Конец 1779 года в Спасском выдался холодным и снежным. Уже к началу ноября земля намертво была скована морозом, а к середине месяца и укрыта толстым слоем снега. Темнеть стало рано, а рассветать поздно… Зато не стало грязи и днем теперь, особенно в солнечную, морозную погоду и при отсутствии ветра можно было заметить издали поднимающиеся из труб прямо вверх многочисленные столбики сизого дыма, делающие крестьянские избушки со своими белыми крышами похожими на елочные украшения подвешенные к самому небу за тонкие, полупрозрачные нити. А еще в такую погоду можно было услышать звон бубенца, разносящегося далеко, далеко по заснеженному полю, а затем увидеть и саму конную упряжку с обязательным ямщиком в малахае, восседающим на козлах и закутавшимся в тяжелый, теплый тулуп барином, куда то направляющимся по своим делам. Холодно ему, зябко… Ждет, не дождется, родимый, пока доберется до места и окажется возле теплой печки да за хорошим столом, где ему тут же предложат горячих блинов со сметаной, а может быть и с варением, это уж на его усмотрение и нальют положенную чарочку. Холодно… Но уж извиняй, барин, на то она и зима, что бы щеки морозить, терпи уже…
Холод на улицах и тепло в домах, спрятавшиеся под снегом покосившиеся крестьянские избы и графский дворец на берегу пруда со своим в нем отражением, сквозняк из щелей в сенях и потрескивание дров в каминном зале. Черное и белое, орел и решка… Два мира одной вселенной, Россия матушка…

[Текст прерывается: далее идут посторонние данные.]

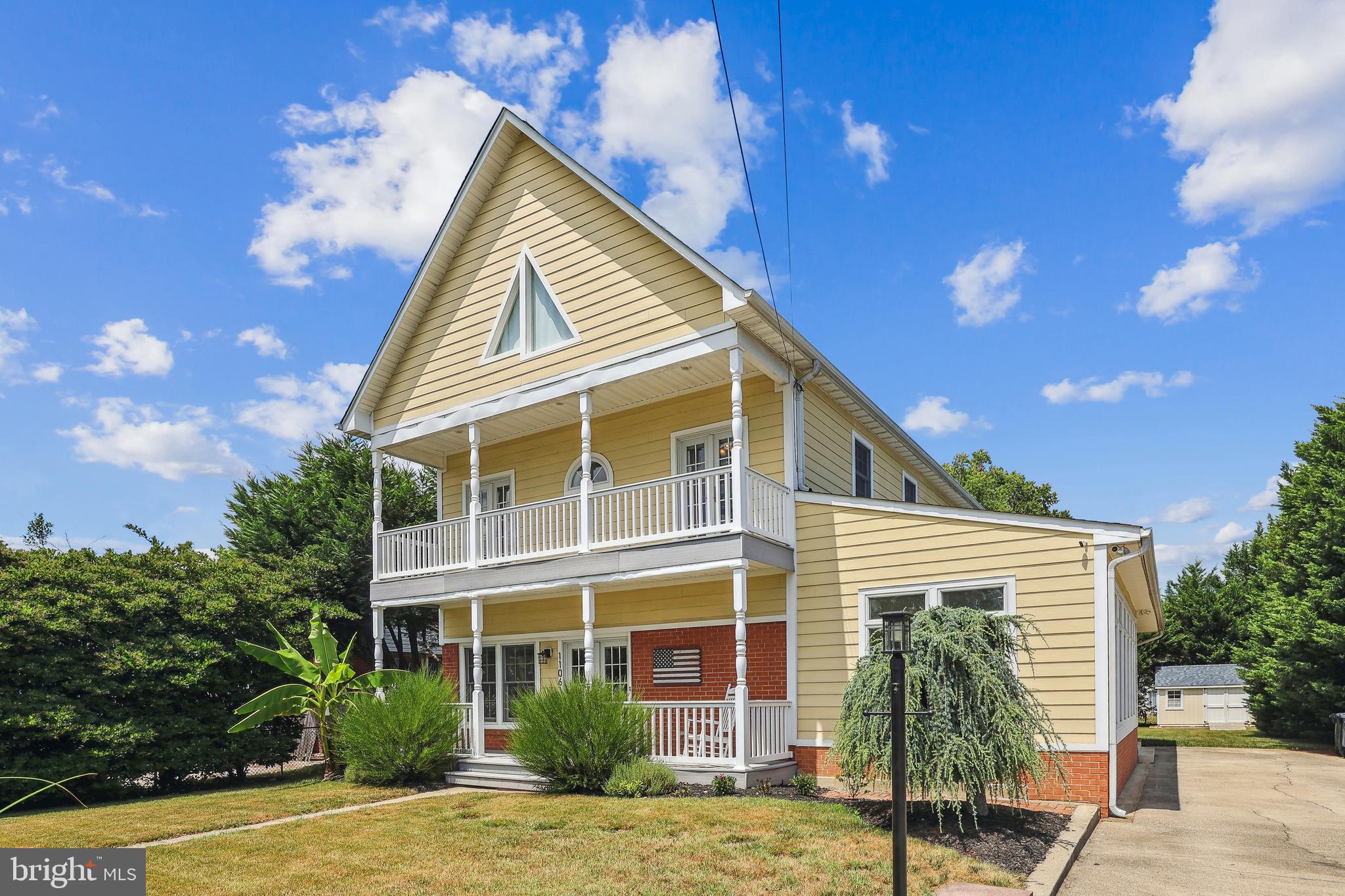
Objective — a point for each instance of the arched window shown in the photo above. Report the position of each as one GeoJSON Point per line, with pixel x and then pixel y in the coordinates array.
{"type": "Point", "coordinates": [599, 468]}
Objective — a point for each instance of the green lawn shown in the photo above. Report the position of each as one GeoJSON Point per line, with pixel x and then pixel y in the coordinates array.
{"type": "Point", "coordinates": [1156, 736]}
{"type": "Point", "coordinates": [489, 843]}
{"type": "Point", "coordinates": [143, 820]}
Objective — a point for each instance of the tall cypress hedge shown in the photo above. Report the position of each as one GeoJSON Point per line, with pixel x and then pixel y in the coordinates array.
{"type": "Point", "coordinates": [124, 664]}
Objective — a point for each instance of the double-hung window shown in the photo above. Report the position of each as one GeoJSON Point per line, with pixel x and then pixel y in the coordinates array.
{"type": "Point", "coordinates": [862, 465]}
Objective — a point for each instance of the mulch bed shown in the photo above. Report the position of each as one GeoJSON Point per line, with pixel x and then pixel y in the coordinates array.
{"type": "Point", "coordinates": [1011, 837]}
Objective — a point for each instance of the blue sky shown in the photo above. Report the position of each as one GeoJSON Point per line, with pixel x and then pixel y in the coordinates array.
{"type": "Point", "coordinates": [1029, 228]}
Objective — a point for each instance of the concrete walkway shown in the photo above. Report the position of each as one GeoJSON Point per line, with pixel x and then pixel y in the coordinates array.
{"type": "Point", "coordinates": [1224, 822]}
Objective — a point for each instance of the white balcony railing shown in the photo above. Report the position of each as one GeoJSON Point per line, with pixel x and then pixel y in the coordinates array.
{"type": "Point", "coordinates": [667, 509]}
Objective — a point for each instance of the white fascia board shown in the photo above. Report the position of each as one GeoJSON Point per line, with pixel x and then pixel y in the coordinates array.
{"type": "Point", "coordinates": [586, 378]}
{"type": "Point", "coordinates": [349, 422]}
{"type": "Point", "coordinates": [1059, 524]}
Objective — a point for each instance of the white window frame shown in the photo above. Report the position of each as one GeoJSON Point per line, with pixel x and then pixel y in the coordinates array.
{"type": "Point", "coordinates": [854, 469]}
{"type": "Point", "coordinates": [722, 426]}
{"type": "Point", "coordinates": [489, 480]}
{"type": "Point", "coordinates": [916, 485]}
{"type": "Point", "coordinates": [598, 486]}
{"type": "Point", "coordinates": [933, 598]}
{"type": "Point", "coordinates": [464, 672]}
{"type": "Point", "coordinates": [490, 354]}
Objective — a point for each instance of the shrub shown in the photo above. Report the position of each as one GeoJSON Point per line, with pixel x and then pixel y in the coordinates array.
{"type": "Point", "coordinates": [722, 786]}
{"type": "Point", "coordinates": [407, 736]}
{"type": "Point", "coordinates": [575, 735]}
{"type": "Point", "coordinates": [640, 778]}
{"type": "Point", "coordinates": [805, 785]}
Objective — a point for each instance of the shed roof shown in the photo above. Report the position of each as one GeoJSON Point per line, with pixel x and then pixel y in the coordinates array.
{"type": "Point", "coordinates": [1214, 676]}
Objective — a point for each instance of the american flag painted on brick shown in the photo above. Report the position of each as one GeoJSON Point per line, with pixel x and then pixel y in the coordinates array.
{"type": "Point", "coordinates": [677, 666]}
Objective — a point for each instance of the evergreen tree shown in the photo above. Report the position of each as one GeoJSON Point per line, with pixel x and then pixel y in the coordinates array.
{"type": "Point", "coordinates": [1001, 489]}
{"type": "Point", "coordinates": [323, 512]}
{"type": "Point", "coordinates": [1296, 658]}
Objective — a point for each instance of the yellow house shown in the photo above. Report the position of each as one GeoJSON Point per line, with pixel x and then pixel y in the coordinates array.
{"type": "Point", "coordinates": [646, 473]}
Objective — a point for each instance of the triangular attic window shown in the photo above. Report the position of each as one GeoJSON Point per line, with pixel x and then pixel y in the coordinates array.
{"type": "Point", "coordinates": [530, 319]}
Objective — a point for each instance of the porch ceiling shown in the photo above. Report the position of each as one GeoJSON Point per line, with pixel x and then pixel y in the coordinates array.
{"type": "Point", "coordinates": [689, 375]}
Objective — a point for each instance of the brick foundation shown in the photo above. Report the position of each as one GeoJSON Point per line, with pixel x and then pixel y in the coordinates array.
{"type": "Point", "coordinates": [1086, 773]}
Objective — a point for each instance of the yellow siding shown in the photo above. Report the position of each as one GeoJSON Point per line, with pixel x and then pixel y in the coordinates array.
{"type": "Point", "coordinates": [636, 442]}
{"type": "Point", "coordinates": [827, 458]}
{"type": "Point", "coordinates": [692, 602]}
{"type": "Point", "coordinates": [621, 285]}
{"type": "Point", "coordinates": [843, 550]}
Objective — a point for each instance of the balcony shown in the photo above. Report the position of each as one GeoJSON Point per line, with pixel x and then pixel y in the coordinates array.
{"type": "Point", "coordinates": [670, 509]}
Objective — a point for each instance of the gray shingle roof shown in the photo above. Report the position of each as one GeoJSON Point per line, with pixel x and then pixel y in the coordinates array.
{"type": "Point", "coordinates": [1214, 676]}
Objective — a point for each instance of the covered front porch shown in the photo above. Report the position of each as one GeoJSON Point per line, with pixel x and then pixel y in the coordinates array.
{"type": "Point", "coordinates": [713, 673]}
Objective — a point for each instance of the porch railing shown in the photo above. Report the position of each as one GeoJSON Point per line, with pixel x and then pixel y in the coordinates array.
{"type": "Point", "coordinates": [666, 509]}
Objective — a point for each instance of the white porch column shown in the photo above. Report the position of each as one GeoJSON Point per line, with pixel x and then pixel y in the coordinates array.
{"type": "Point", "coordinates": [474, 501]}
{"type": "Point", "coordinates": [478, 695]}
{"type": "Point", "coordinates": [736, 459]}
{"type": "Point", "coordinates": [740, 645]}
{"type": "Point", "coordinates": [378, 637]}
{"type": "Point", "coordinates": [378, 509]}
{"type": "Point", "coordinates": [588, 613]}
{"type": "Point", "coordinates": [585, 473]}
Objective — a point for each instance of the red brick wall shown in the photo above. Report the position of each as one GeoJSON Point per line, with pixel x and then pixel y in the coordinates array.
{"type": "Point", "coordinates": [1086, 774]}
{"type": "Point", "coordinates": [1128, 754]}
{"type": "Point", "coordinates": [767, 668]}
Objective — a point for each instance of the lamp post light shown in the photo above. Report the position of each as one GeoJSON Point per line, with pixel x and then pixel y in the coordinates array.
{"type": "Point", "coordinates": [896, 644]}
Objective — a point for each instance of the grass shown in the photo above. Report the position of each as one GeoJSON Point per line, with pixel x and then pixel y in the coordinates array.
{"type": "Point", "coordinates": [486, 843]}
{"type": "Point", "coordinates": [154, 819]}
{"type": "Point", "coordinates": [1157, 736]}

Зима пришла как всегда, когда её не ждали. Еще вчера шел дождь, и ноги по колено тонули в грязи, а уже сегодня выпал снег, преобразив до неузнаваемости мрачную осеннюю действительность, и те же самые ноги стали уже мерзнуть. Белое снежное поле и черный пруд… Пруд еще не замерз, потому и черный, иначе бы его зима уже давно побелила. Но и это было уже не за горами… Начнется декабрь и все преобразится. Пруд превратится в каток и прямо на его середине крепостные умельцы выстроят как в прошлые времена великолепный ледяной замок с остроконечными шпилями. а чуть позже поставят еще и красивую, до самого неба елку с игрушками. Пройдет еще немного времени, и все здесь засияет, загремит и закружится в веселом Рождественском хороводе. Все будут радоваться и веселиться, кричать и смеяться, играть в снежки и кататься в санях запряженных русскими тройками: дети и взрослые, шикарные дамы и надменные господа, баре и крепостные, бедные и богатые…Зима пришла – виват! Христос родился – виват! Великой России – виват, виват, виват!!!
Все будет как в добрые старые времена, когда почти вся Москва съезжалась сюда на праздники, до тридцати тысяч всякого люду собиралось, а может и больше… Вот было веселье! Днем - звон колоколов, мороз и яркое солнце, а ночью, после церковной службы – праздничный салют, песни и брызги шампанского…
Не будет… Ни песен не будет, ни салюта, ни уж тем более шампанского. Ничего здесь больше такого не будет, все в прошлом, все, все, все… Только водка будет горькая на поминках да слезы… И еще будет тяжелое, почти черное небо и беспрерывно идущий снег, и еще…ветер, пробирающий до костей и леденящий душу.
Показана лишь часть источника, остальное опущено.